エスタルドにある政庁……いや、この場合はもっと違う表現の方がいいのか?
とはいえ、小国だけあって首都もそこまで大きくはなく、政治家達の仕事場も豪華な建物ではない。
「よく来てくれた。私はウイリス・アラミス。このエスタルドの国家元首だ」
会議室の中に響いたのは、そんな言葉。
にしても、若いな。
いやまぁ、X世界のように人口が極端に減った世界だと若くして国の代表……エスタルドの場合は国家元首か。そういう立場になってもおかしくはない。
見た感じ、20歳前後といったところか?
育ちはいいのか、どこか少し幼く見える。
今の一言からでも、優しげな性格をしているのは理解出来た。
そうしてウイリスがエスタルド側の他の面々について説明していく。
そんな中、このエスタルドの中で重要人物なのは3人。
1人目は、リー・ジャクソン。エスタルド軍の最高司令官。
つまり、新連邦と戦う上では一番協力すべき人物となる。
性格はタカ派。
ウイリスに対する忠誠心はそれなりに高く……ただ、そのウイリスが未熟なのが我慢出来ないといったところか。
2人目は、グラント・スチューアート。

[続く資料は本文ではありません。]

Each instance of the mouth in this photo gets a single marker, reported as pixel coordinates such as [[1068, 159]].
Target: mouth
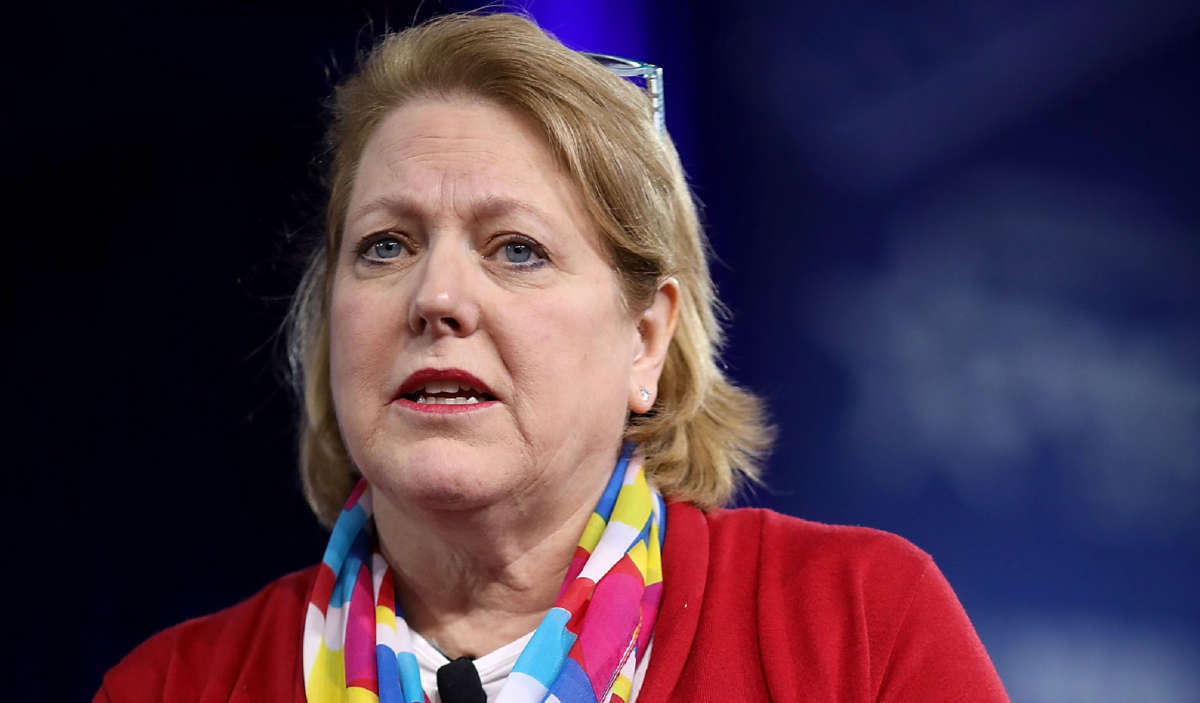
[[443, 390]]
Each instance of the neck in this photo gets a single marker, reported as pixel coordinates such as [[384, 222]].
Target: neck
[[474, 581]]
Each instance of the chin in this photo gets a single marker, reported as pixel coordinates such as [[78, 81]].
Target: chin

エスタルドの国民議会議長。
言ってみれば、政治側の代表といったところか。
性格はハト派。
穏やかな性格をしており、出来るだけ戦いではなく話し合いでどうにかしようとするタイプだ。
3人目はルクス・ハノマアク。
国家元首ウイリスの補佐官だが、ウイリスが優柔不断な分、ルクスが判断してそれをウイリスが追認するといったような感じか。

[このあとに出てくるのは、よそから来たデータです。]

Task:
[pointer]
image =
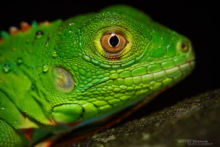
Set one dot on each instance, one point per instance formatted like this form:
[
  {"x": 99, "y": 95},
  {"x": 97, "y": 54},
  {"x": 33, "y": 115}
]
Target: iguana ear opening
[{"x": 63, "y": 79}]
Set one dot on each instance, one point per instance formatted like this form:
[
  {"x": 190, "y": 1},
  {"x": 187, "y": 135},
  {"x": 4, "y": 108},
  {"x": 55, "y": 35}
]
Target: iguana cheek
[
  {"x": 66, "y": 113},
  {"x": 63, "y": 79}
]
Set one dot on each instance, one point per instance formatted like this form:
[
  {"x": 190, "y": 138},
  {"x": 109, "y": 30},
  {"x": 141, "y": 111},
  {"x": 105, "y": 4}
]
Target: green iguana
[{"x": 58, "y": 76}]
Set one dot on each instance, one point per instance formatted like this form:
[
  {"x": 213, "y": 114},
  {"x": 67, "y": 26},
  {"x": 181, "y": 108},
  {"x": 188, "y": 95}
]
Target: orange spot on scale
[
  {"x": 74, "y": 124},
  {"x": 24, "y": 26},
  {"x": 13, "y": 30},
  {"x": 47, "y": 143}
]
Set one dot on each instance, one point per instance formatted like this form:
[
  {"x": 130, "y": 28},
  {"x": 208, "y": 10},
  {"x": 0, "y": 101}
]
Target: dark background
[{"x": 197, "y": 20}]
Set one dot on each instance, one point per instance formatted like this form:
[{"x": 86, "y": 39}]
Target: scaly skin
[{"x": 60, "y": 73}]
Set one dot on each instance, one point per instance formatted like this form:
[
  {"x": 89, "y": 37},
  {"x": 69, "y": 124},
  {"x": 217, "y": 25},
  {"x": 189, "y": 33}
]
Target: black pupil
[{"x": 114, "y": 41}]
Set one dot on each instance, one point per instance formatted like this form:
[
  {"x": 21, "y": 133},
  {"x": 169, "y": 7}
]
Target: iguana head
[{"x": 109, "y": 60}]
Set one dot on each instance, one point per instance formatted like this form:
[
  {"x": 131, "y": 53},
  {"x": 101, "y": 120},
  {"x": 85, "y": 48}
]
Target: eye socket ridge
[{"x": 113, "y": 42}]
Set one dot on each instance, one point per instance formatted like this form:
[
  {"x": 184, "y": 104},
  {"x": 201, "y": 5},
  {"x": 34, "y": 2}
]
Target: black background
[{"x": 197, "y": 21}]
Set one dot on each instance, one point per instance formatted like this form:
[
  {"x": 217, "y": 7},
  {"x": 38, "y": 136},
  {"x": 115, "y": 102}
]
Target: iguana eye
[
  {"x": 184, "y": 47},
  {"x": 113, "y": 43}
]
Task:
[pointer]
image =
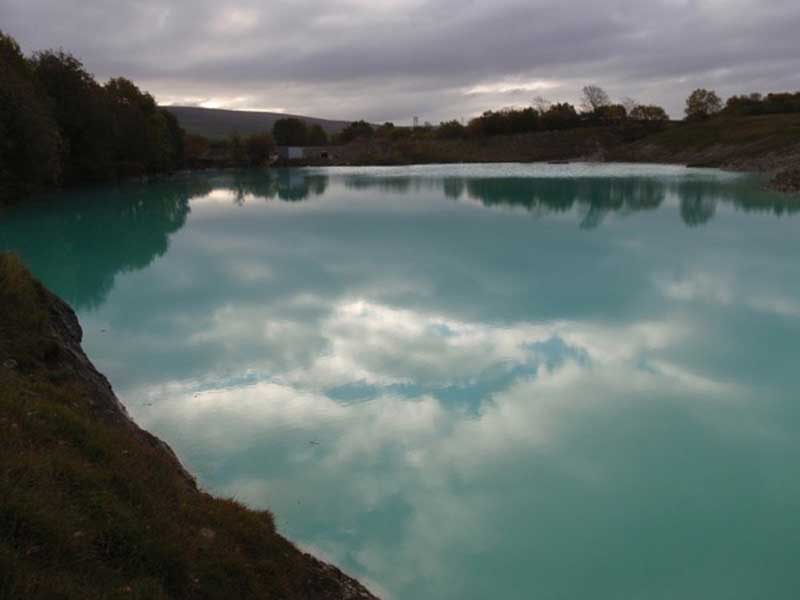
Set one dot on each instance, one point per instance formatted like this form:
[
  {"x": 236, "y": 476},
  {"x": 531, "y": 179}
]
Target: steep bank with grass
[
  {"x": 766, "y": 144},
  {"x": 92, "y": 506}
]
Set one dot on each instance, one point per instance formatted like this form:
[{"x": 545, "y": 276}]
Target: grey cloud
[{"x": 392, "y": 60}]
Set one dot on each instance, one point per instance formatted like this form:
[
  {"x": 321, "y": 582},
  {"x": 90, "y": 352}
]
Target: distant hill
[{"x": 215, "y": 123}]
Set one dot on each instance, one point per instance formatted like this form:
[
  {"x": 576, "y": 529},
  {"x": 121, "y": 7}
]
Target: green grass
[
  {"x": 92, "y": 508},
  {"x": 752, "y": 135}
]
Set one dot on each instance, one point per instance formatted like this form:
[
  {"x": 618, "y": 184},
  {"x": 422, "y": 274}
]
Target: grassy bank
[
  {"x": 768, "y": 144},
  {"x": 91, "y": 506}
]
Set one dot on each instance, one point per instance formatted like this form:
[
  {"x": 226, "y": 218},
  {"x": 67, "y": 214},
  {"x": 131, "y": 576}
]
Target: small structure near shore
[{"x": 303, "y": 153}]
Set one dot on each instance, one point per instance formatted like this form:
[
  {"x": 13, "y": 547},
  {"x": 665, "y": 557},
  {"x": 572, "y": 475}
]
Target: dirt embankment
[
  {"x": 766, "y": 144},
  {"x": 92, "y": 506}
]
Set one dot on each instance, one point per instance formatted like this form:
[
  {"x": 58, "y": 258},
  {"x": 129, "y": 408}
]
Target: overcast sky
[{"x": 437, "y": 59}]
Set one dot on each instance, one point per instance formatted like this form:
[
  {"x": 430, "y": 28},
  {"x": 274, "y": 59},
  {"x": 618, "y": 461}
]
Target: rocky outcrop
[{"x": 121, "y": 515}]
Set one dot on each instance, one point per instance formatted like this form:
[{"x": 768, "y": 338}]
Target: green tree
[
  {"x": 702, "y": 104},
  {"x": 449, "y": 130},
  {"x": 594, "y": 97},
  {"x": 648, "y": 112},
  {"x": 83, "y": 113},
  {"x": 236, "y": 150},
  {"x": 30, "y": 143}
]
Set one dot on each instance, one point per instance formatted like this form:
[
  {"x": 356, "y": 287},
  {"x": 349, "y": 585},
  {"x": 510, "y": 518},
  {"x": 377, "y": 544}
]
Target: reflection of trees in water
[
  {"x": 594, "y": 198},
  {"x": 77, "y": 243},
  {"x": 290, "y": 185}
]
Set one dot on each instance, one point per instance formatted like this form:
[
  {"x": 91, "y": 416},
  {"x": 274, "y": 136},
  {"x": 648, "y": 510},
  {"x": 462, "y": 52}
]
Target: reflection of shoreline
[{"x": 596, "y": 196}]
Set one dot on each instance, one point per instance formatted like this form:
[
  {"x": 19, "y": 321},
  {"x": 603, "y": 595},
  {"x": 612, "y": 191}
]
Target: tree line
[{"x": 58, "y": 125}]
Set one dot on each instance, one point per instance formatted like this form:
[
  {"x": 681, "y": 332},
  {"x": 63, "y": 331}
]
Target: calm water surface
[{"x": 464, "y": 382}]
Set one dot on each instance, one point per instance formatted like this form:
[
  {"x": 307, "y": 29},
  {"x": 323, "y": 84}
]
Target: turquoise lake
[{"x": 466, "y": 381}]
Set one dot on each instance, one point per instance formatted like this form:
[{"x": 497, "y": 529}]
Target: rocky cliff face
[{"x": 92, "y": 506}]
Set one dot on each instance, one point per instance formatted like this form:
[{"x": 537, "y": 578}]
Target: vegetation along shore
[
  {"x": 61, "y": 128},
  {"x": 92, "y": 506}
]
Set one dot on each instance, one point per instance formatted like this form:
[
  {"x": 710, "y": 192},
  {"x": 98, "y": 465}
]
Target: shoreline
[{"x": 49, "y": 389}]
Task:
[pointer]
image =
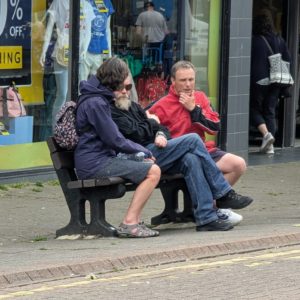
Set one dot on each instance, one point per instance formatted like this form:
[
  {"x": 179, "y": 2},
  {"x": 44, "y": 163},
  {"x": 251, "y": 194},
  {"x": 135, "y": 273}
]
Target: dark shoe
[
  {"x": 233, "y": 200},
  {"x": 217, "y": 225}
]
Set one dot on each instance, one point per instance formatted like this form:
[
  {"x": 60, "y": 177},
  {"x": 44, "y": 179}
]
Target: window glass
[
  {"x": 34, "y": 52},
  {"x": 201, "y": 43}
]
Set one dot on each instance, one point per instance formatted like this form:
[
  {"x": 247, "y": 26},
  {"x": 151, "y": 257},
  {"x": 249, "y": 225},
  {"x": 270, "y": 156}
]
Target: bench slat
[{"x": 95, "y": 182}]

エスタルドにおける重要人物は合計この4人と見てもいいだろう。
実際にはそれ以外にも何人も重要な人物はいるのだろうが、今はまだ気にする必要はないだろう。
そんなエスタルド側の主張は……
「新連邦に協力して当たる、ですか」
ジャミルがエスタルド側からの要望にそう返す。
とはいえ、そのような要請があるというのは前もって予想していたので、特に驚くような事はない。
問題なのは、こっちがそれを受けるかどうかだろう。
「うむ。新連邦の圧力は日に日に増しておる。既に何度か戦闘も起きている。向こうにしてみれば、新連邦以外の小国など存在するのが許せないのだろう。……降伏条件についても、かなり高圧的なものだった」
リーが苦々しげに言う。
この様子を見ると、新連邦からの要求というのはかなり厳しいものだったらしい。
主権の放棄とか、軍隊を新連邦に組み込むとか、税金の類に関しても色々とあるのだろう。

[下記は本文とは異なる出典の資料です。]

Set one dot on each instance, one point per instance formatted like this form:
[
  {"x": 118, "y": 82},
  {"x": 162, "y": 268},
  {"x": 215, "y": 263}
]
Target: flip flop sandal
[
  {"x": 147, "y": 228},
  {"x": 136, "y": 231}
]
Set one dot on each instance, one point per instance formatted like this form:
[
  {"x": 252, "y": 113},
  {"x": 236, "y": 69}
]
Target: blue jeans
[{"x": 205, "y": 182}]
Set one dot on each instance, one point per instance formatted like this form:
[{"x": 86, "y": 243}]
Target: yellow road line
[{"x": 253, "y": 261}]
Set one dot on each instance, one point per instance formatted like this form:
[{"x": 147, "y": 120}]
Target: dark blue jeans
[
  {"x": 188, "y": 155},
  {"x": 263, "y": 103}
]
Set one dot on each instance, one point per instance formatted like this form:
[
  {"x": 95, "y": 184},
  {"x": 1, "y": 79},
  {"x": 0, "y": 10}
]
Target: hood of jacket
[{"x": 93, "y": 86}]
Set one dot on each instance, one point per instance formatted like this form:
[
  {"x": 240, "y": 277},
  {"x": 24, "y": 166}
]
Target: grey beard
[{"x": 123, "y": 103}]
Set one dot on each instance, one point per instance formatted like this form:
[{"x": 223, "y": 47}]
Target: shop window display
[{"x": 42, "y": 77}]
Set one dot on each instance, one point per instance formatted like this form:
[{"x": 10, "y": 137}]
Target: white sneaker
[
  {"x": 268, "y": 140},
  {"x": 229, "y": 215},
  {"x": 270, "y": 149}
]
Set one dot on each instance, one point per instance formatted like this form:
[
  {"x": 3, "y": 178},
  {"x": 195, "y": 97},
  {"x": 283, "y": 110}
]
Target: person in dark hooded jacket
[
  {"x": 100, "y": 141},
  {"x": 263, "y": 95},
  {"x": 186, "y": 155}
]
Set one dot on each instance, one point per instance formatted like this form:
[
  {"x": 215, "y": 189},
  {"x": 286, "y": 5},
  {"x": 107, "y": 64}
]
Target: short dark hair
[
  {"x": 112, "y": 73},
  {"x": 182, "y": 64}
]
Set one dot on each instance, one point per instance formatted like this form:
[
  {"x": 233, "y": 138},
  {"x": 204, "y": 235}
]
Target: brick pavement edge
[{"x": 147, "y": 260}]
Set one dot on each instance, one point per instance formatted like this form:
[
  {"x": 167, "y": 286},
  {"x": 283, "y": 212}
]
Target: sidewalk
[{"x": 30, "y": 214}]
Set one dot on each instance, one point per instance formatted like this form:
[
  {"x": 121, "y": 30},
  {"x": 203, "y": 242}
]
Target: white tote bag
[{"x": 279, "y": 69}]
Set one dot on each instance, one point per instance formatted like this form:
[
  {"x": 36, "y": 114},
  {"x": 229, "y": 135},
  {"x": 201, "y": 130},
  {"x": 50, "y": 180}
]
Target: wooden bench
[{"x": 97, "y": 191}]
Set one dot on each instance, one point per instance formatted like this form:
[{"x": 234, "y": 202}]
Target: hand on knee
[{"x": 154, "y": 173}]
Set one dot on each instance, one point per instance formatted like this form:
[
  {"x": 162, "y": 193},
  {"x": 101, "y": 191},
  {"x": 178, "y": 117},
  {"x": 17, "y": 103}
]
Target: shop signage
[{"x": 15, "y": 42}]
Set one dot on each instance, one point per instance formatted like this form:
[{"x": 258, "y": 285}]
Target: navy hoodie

ブラッドマンは演説で戦いのない世界を作る的な事を言っていたと思うが、この様子を見る限りだと、やはりあれは表向きか。
フロスト兄弟や諜報部のやり口から予想はしていたものの……あまり面白くはないな。
「ですが、将軍。だからといって戦うだけではお互いに憎しみを抱くだけです。交渉をして……」
「ふんっ、そんなのが通じる相手か。……それで、どうだろう? お主達の戦力はかなり大きいと聞く。ガンダムを複数持っているとも聞いている。儂らに力を貸してくれないだろうか?」
リーの視線がジャミルに向けられる。
この会談の最初、こちらの自己紹介をした時に、決めるのはジャミルだと言っておいたからだろう。
「普段であれば、私達はバルチャーである以上、そう簡単にエスタルドに協力するといった真似は出来ない。そう言うのだが……今は事情が違う」
「では?」
ジャミルの様子に期待を抱いたのだろう。
リーはジャミルに話の続きを促すように、そう告げる。
対してグラントの方は微かに眉を顰めていた。
もっとも、数秒でその表情は覆い隠されたが。
グラントにしてみれば、こっちが協力をするといった素振りを見せた事が面白くなかったのだろう。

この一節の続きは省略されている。